In a report published this week, titled A roadmap for results: ITI’s strategic recommendations for driving American cyber security, the organisation, which counts the largest IT businesses in the world as its members – including all of the so-called Big Five – Alphabet, Amazon, Apple, Meta and Microsoft – offered up a series of recommendations for the White House Office of the National Cyber Director (ONCD), helmed by new appointee Sean Cairncross.
“The administration’s vision should translate into results-driven action,” wrote the report’s authors. “That means empowering defenders with what they need to win: efficiency, appropriate resourcing and the freedom to focus on real threats, not on navigating a web of regulatory regimes.

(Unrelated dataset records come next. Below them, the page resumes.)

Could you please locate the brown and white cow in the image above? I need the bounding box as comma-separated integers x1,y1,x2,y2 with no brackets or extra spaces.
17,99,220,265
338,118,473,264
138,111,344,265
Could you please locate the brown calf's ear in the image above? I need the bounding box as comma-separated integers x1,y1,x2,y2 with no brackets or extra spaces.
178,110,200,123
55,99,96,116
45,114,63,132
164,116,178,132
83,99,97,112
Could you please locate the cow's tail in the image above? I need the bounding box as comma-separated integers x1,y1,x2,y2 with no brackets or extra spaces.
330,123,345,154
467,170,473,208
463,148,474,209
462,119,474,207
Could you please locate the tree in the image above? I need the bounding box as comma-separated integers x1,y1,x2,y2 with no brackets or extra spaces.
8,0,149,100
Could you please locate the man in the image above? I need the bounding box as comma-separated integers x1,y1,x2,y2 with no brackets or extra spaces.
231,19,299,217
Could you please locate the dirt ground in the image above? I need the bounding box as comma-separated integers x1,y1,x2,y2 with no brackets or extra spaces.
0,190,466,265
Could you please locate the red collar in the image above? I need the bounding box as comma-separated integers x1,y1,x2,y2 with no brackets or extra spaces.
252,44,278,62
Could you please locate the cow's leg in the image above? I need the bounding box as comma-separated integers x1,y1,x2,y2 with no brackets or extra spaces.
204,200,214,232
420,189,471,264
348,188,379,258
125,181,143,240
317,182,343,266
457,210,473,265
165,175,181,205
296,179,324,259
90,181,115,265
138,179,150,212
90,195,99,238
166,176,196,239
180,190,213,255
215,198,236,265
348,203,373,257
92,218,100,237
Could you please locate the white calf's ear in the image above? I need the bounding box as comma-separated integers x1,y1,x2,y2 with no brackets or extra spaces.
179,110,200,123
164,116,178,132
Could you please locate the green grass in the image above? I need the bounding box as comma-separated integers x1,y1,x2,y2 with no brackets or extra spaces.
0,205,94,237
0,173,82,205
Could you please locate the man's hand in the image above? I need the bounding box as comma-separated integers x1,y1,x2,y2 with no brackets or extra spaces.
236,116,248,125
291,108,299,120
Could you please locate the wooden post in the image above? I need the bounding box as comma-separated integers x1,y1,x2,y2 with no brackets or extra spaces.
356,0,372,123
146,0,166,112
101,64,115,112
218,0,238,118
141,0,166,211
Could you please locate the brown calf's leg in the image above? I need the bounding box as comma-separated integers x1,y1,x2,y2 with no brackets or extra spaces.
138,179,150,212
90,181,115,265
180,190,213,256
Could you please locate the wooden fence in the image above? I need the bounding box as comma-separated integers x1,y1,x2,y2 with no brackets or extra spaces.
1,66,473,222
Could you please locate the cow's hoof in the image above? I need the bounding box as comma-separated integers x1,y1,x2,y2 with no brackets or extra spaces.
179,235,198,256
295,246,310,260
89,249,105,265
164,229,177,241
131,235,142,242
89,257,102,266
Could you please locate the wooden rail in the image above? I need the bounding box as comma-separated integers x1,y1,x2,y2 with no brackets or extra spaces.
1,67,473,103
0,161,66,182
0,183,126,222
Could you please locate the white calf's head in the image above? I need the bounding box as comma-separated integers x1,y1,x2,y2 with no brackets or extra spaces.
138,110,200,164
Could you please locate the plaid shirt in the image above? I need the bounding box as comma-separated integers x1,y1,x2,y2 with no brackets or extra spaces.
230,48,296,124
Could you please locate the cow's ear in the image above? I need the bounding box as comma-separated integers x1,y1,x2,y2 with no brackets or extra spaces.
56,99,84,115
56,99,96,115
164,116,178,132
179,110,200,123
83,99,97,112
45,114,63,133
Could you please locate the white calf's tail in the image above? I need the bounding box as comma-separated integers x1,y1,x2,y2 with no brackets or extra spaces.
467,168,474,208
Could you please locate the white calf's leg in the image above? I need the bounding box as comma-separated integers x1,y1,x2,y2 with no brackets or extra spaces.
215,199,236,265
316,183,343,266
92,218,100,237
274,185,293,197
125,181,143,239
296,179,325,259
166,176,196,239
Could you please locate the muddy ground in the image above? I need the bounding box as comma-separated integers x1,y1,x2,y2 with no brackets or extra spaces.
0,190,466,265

“There is a need to prioritise impactful security outcomes, slash red tape, rethink legacy network architectures, invest in secure modern systems and strengthen trusted partnerships between the public and private sectors,” they continued.
“Cutting red tape, aligning requirements and streamlining cyber operations will free up government and private sector defenders alike to focus on stopping real threats. Efficiency is not just good governance – it is national security.”
The report offered some guidance on what areas ITI’s members would like to be considered by the ONCD should the regulatory bonfire be lit.
It called on the US government to “respond with speed and strength” in using AI to secure networks and critical infrastructure, and empower frontline cyber defenders; to do more to implement a less fragmented approach to incident reporting; to walk back the scope of the 2022 Cyber Incident Reporting for Critical Infrastructure Act, which it said was leading to too much paperwork and a burdensome system; and to build a unified cyber certification system and better scale shared cyber services across the government.
Further concerns
Following the April 2025 “scare” over the near-demise of the Mitre-backed Common Vulnerabilities and Exposures (CVE) Programme due to a lack of funding, ITI also said the scheme cannot be allowed to run out of money again.
“A lapse would erode national security, trigger wasteful duplication and create openings our enemies would exploit,” said ITI.
“Securing predictable funding will preserve the role of the CVE program as the trusted source of vulnerability data for defenders across the ecosystem.”
Other areas of concern to the trade body include the need to address end-of-life technology as a source of cyber risk – the approaching end of Microsoft Windows 10 being a pertinent current example – to implement strategic action on post-quantum cryptography, to drive adoption of zero-trust architectures, and to further harden the software development supply chain.
Reasserting US leadership
The ITI report also noted concerns that the US risks losing its global leadership position in setting international cyber security norms and standards, particularly as the UK, the European Union and others move forward with their own efforts.
The ITI said the US “must lead”, and called on the ONCD to work with the State Department to serve as a “strategic anchor” for US engagement on global security policy, with the nation’s domestic cyber priorities better aligned with outreach beyond US borders.